Migrating blog comments from Disqus to Staticman

In this age of controversial social media platforms, having a blog is one of the few remaining opportunities to keep ownership over your content. There are several good solutions around to publish and host one, but Jekyll and GitHub Pages are a great (and free) combination for people like myself who are happy hacking a little bit - except for not providing a comment system out of the box.

For years, I filled that gap with Disqus - a service that hosts your comments in exchange for a bit of advertising space. It was great at first, but over time ads became heavier, users were pushed towards creating accounts and abusively tracked. Moreover, hosting comments externally affects search engine indexing, and over time this all caused people to comment less and less, so I decided to bring the comments back to my blog.

A comment system isn’t a very complicated app, but it would be another database that I’d have to care for, and a departure from Jekyll’s static generation model that served me so well. The ideal solution would be to store comments in the same place I store posts: a trusty GitHub repository. Jekyll can read data files to show the comments, and all I needed was to host an app somewhere that would create those files when a new comment is written.

I almost coded that app myself, but Eduardo Bouças wrote and kindly shared Staticman, which does precisely that. Sure, I still had to host/configure it, adapt the blog to send it the comments (and read them from the repository files), and migrate the old comments from Disqus. These things combined took me a couple days, so I thought I’d share the process here.

Hosting Staticman

It’s a good idea to first familiarize oneself with how Staticman works, but the gist is that your blog’s “new comment” form sends the POST to Staticman (instead of sending to the blog itself); Staticman has a GitHub API key that allows it to add the data file containing the post data to your website. That will trigger a rebuild (in the same way that a new blog post would), and Jekyll will show the new comment.

A sequence diagram illustrating how the website (browser), the Staticman instance and the git provider (GitHub) interact: the browser POSTs a content submission to the Staticman, which grabs the config from GitHub, creates the pull request on it and sends back an OK response; once a merge happens, GitHub deploys the site with the newly submitted content

If you want to moderate the comments (like I do), it can create a pull request instead of merging the data directly. You review the pull request and merge it to approve, or discard to reject - a very familiar environment for most programmers these days. It supports other git providers such as GitLab, but I’ll focus on GitHub.
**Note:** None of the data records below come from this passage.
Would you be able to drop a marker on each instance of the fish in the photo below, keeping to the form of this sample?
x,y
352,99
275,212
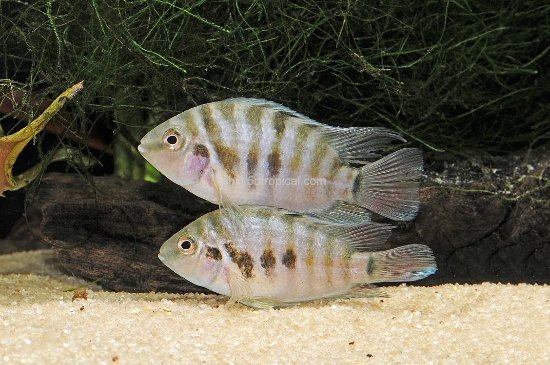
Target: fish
x,y
243,151
269,257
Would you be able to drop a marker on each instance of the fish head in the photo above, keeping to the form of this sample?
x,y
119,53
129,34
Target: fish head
x,y
189,256
175,152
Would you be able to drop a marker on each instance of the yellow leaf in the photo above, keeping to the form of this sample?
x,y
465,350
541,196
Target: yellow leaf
x,y
12,145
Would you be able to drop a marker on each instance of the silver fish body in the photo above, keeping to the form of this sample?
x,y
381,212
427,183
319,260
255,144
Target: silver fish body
x,y
267,256
255,152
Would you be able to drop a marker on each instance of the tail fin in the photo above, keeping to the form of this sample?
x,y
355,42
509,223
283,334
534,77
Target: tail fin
x,y
406,263
389,187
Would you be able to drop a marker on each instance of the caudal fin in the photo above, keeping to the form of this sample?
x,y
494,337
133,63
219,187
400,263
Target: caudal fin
x,y
406,263
389,186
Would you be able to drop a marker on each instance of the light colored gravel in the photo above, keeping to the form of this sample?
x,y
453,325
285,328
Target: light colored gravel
x,y
447,324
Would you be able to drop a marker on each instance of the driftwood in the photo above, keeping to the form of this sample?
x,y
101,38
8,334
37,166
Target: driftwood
x,y
491,224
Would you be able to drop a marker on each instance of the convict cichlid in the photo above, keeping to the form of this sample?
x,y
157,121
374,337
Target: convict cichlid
x,y
270,257
256,152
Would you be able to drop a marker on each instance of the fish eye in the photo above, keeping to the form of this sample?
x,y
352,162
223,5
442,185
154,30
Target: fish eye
x,y
172,139
186,245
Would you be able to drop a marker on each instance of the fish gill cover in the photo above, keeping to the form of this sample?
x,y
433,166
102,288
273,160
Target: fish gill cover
x,y
446,74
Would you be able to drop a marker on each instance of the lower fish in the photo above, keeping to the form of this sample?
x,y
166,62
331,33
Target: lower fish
x,y
269,257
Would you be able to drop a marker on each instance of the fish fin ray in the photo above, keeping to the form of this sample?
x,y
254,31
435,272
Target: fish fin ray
x,y
360,291
360,144
264,303
405,263
344,213
368,236
390,185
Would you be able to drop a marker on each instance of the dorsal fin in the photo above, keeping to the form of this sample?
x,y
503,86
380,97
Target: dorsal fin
x,y
353,144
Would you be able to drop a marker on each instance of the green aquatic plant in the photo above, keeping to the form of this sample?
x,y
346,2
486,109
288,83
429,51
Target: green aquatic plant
x,y
448,75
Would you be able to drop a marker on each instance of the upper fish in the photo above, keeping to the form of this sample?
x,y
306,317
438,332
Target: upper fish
x,y
270,257
256,152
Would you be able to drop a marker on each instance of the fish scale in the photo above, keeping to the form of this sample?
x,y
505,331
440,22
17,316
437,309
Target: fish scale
x,y
266,256
256,152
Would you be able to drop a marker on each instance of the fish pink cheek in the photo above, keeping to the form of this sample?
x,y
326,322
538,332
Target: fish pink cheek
x,y
194,166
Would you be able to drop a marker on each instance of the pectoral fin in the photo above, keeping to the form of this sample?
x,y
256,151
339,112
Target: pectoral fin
x,y
240,289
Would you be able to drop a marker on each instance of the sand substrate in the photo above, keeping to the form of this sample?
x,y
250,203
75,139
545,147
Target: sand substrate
x,y
465,324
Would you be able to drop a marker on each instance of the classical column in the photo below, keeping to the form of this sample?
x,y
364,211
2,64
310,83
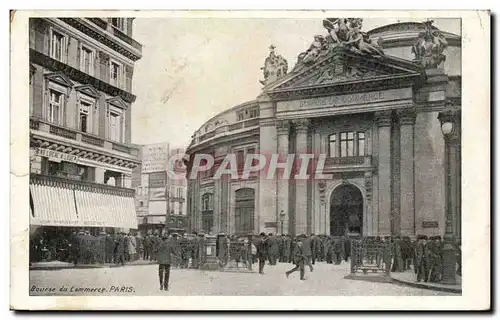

You will need to host it somewhere. It’s a lightweight, database-less Node.js app, so there are lots of options and not a lot of configuration involved. My choice is a DigitalOcean droplet (you can check my recent blog post on cost-effective hosting for details).

The official instructions are clear once you figure the moving parts. Your server will contain two RSA keys: a GitHub API key so the server can act on your behalf), and a private key that (I suppose) is used to store local secrets.

A few gotchas I ran into:

There are two configuration files: the API configuration (config.production.json) and the site configuration (staticman.xml). The first contains secrets such as API keys and should only reside on your Staticman server; the other goes on your blog’s repository, telling Staticman what to do when it receives a comment, and can be public (here is mine).
The docs currently state that the GitHub Application ID in config.production.json is githubAppId; actually, it’s gitHubAppID.
Both RSA keys were triggering a node-rsa error. In order to fix it, I changed the code (here and here).
Thanks to GitHub’s support for Let’s Encrypt, my blog runs over https (TLS), which means it cannot post data to a regular http server. My go-to solution for those cases is to run the application behind nginx, configuring it to terminate the secure connection and use certificates that Let’s Encrypt provides for free.

If you use Ansible (or are comfortable reading Ansible files), here is the playbook that installs/configures the Staticman and nginx, with Supervisor to keep it running and Certbot to keep the certificates up to date.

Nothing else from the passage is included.